On Thu, Aug 08, 2019 at 10:22:49AM -0000, Richard Musil wrote:
I have found myself in an awkward situation with current (Python 3.7) JSON module. Basically it boils down to how it handles floats. I had been hit on this particular case:
In : float(0.6441726684570313) Out: 0.6441726684570312
but I guess it really does not matter.
I think it does matter, because there is no such float as ``0.6441726684570313``.
The call to float() there is a no-op, because the literal 0.64417... is already compiled to a float before the function is called. Calling float() on a float does nothing. So the problem here lies *before* you call float(): floats only have finite precision, and they use base 2, not 10, so there are many decimal numbers they cannot represent. And 0.6441726684570313 is one of those numbers.

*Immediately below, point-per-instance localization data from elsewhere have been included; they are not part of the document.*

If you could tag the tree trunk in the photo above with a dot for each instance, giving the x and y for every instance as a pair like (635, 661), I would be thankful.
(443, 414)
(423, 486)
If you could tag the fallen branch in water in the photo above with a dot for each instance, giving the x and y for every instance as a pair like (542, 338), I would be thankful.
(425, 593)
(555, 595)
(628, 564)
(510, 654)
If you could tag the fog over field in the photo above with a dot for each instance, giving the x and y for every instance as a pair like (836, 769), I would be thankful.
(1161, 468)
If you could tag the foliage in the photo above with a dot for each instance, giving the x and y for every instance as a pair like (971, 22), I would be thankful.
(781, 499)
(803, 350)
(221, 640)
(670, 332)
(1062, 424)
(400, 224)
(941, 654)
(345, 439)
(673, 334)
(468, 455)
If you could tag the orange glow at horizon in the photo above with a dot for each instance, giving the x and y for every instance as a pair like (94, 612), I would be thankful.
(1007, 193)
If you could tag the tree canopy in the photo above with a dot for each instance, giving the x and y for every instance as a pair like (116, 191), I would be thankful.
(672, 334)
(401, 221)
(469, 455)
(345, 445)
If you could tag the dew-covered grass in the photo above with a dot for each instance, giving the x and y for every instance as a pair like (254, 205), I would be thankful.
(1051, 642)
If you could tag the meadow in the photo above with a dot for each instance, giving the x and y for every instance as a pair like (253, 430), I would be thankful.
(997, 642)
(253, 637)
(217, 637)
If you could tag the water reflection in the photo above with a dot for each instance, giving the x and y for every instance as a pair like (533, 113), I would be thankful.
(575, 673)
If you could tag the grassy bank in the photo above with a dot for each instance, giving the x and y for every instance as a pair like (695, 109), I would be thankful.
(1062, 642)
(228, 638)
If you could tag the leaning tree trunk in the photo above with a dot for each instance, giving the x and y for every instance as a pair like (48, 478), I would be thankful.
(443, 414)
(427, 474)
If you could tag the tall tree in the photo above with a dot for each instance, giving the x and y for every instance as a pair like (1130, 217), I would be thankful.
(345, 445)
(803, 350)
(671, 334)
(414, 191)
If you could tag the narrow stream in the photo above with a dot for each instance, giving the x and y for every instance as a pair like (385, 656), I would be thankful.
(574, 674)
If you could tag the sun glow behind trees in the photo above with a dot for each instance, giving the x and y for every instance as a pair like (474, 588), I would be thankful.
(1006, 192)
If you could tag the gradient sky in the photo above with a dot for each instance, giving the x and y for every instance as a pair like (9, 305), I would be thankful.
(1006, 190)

So even though you typed 0.64417...313, that gets rounded to the nearest base-2 number, which is 0.64417...312. You can see this by using the hex representation:
py> float.fromhex('0x1.49d1000000000p-1') 0.6441726684570312 py> float.fromhex('0x1.49d1000000001p-1') 0.6441726684570314
What matters is that I did not find a way how to fix it with the standard `json` module. I have the JSON file generated by another program (C++ code, which uses nlohmann/json library), which serializes one of the floats to the value above.

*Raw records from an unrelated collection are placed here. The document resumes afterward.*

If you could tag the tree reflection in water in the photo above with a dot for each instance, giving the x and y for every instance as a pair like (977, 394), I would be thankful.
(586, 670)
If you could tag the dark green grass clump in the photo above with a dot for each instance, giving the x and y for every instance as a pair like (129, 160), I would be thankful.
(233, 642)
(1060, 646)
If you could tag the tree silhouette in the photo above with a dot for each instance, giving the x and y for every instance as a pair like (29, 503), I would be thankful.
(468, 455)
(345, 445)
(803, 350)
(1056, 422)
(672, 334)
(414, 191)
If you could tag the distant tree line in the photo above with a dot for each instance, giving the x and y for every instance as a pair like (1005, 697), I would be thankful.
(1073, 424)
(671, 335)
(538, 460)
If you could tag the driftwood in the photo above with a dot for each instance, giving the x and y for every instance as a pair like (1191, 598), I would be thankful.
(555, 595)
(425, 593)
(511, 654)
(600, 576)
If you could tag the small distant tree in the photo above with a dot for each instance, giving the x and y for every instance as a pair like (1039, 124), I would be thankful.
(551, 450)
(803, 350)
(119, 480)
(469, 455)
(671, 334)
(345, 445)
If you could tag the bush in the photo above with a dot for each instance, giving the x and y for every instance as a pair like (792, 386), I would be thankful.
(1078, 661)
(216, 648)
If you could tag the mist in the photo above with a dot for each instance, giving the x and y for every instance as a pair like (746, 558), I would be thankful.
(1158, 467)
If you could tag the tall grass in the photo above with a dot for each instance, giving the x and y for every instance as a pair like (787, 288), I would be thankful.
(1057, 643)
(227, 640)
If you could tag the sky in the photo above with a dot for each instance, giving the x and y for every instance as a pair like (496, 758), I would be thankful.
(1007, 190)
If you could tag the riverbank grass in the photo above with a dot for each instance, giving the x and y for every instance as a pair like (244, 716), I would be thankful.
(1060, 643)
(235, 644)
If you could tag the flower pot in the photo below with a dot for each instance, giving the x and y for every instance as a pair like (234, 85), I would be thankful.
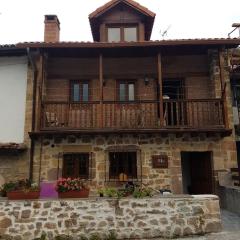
(84, 193)
(22, 195)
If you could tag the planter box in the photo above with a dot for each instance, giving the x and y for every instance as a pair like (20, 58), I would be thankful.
(74, 194)
(21, 195)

I am very curious how the C++ code is generating that value, because Python floats ought to be identical to C doubles. Perhaps the C++ code is using an extended precision float with more bits? Or a decimal?
Then when reading this JSON file in my Python code, I can get either decimal.Decimal object (when specifying `parse_float=decimal.Decimal`) or float. If I use the latter the least significant digit is lost in deserialization.
As above, that's unavoidable for Python floats.
If I use Decimal, the value is preserved, but there seems to be no way to "serialize it back". Writing a custom serializer:
Alas, this is beyond my knowledge of JSON, but if you are correct that there's no way to serialise Decimals back to JSON, that seems like a major missing piece to me. Perhaps you can help jump-start this:
class DecimalEncoder(json.JSONEncoder): def default(self, o): if isinstance(o, decimal.Decimal): return str(o) # <- This becomes quoted in the serialized output return super.default(o)
I don't know a lot about writing JSON encoders, but a half-hearted and cursory glance at other custom encoders on Stackoverflow suggests to me that you probably want this instead:
return (str(o),) # return a length-1 tuple
but don't quote me or ask me to explain why that does or doesn't work.